His will for me is to do the laundry."
Sweet words to my mother's ears.
When I say laundry, I mean it literally as well as broadly- encompassing all the little no-fun things that must be done to maintain order in a home brimful of people. I'm not exactly thrilled that this is God's will for me right now. But these are the things that need to be done Here, and I'm certain that Here is where He wants me.
I'm also certain that it's a step. You know those steps Everyone Else is climbing?
This is my step.
It just looks different from theirs. And one day I'll be on the next step. God's Will for Right Now won't be the same forever - The Present calls for menial labor. Maybe the Future will be a little shinier. Maybe.
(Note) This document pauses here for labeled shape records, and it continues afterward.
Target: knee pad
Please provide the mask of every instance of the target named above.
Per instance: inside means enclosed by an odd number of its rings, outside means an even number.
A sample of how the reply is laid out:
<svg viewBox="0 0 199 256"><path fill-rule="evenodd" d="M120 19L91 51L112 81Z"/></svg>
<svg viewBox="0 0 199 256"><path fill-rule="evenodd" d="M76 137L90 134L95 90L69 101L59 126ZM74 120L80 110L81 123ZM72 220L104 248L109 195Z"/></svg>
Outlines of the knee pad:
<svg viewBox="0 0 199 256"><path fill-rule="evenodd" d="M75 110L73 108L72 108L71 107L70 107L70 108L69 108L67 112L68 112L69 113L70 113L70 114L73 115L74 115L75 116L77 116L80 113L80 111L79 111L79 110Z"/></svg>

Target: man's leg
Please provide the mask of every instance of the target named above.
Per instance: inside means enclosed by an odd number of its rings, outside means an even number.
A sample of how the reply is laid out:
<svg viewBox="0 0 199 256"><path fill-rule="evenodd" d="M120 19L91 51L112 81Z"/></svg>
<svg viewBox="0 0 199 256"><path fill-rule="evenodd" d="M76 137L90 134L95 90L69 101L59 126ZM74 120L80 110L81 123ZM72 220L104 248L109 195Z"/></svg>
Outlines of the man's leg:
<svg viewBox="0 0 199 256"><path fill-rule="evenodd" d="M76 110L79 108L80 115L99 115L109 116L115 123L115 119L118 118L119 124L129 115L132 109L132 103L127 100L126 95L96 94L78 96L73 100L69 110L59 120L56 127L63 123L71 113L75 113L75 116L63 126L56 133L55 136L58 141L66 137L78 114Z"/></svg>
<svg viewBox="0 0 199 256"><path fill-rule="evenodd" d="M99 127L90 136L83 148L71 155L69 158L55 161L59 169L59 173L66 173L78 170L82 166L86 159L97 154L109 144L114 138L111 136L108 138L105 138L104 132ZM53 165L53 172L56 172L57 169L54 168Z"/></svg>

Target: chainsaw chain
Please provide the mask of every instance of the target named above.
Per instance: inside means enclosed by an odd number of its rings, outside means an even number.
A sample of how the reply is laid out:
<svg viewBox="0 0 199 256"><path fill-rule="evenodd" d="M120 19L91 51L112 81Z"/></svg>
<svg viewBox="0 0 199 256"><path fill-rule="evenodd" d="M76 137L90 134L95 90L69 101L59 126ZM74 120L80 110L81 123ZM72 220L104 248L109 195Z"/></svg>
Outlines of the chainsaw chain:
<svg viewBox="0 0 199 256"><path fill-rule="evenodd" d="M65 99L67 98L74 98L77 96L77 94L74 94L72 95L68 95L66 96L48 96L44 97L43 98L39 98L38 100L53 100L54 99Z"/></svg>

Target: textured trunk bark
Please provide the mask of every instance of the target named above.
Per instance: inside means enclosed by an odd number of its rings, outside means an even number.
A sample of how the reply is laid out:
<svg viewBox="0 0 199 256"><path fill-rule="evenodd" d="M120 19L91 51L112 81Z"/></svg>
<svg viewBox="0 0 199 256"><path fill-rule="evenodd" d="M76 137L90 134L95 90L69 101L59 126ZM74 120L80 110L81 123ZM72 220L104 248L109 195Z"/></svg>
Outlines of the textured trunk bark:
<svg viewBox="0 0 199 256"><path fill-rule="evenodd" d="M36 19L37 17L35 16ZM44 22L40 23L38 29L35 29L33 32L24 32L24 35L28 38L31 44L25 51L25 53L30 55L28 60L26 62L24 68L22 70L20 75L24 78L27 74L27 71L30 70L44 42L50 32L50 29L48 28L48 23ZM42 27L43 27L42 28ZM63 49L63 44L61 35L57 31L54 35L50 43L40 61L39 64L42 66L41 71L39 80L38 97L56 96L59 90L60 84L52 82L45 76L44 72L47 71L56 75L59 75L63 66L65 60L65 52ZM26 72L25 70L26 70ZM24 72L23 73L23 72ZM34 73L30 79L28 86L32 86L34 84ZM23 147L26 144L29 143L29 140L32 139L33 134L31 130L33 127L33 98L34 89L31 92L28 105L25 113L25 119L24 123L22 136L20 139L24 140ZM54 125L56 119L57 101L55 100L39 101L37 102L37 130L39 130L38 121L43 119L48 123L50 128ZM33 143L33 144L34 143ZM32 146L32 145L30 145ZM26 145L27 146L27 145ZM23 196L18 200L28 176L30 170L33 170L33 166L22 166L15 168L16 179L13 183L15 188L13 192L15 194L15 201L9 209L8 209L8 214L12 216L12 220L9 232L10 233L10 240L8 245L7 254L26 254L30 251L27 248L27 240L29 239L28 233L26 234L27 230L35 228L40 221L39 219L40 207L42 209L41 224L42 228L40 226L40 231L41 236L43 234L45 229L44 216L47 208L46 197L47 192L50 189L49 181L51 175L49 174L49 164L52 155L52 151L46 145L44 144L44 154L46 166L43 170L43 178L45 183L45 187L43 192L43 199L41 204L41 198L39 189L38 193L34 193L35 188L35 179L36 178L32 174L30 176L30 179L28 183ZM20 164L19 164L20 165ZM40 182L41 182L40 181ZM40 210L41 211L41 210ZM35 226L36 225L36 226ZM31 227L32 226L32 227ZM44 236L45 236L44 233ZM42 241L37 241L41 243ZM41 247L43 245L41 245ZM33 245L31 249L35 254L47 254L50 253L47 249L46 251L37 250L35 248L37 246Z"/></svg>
This is where it becomes important for me to find my identity and worth in Christ and His Glory.
Let's face it - you're probably not going to be really impressed with me if we're all hanging out and you ask everyone what God has us doing right now.
Someone will probably say God has them on their way to Pensacola Christian College or something peachy like that.
Someone else will probably say God has them working a crazy stressful full time job.
Someone else might even be taking a little break from work or school to really "focus on God" and "find His will", which is dandy.
And then you know what I will say?
God has me at home doing my family's laundry and making killer chocolate cookies.
Maybe it's just me, but that sounds a lot less impressive. (except about the cookies. you should try one)
As a matter of fact, to some people it sounds downright lazy.
But nobody can say, "You're crazy. That is not God's will."
Because God already told me, "This is my will for you, love. It is enough."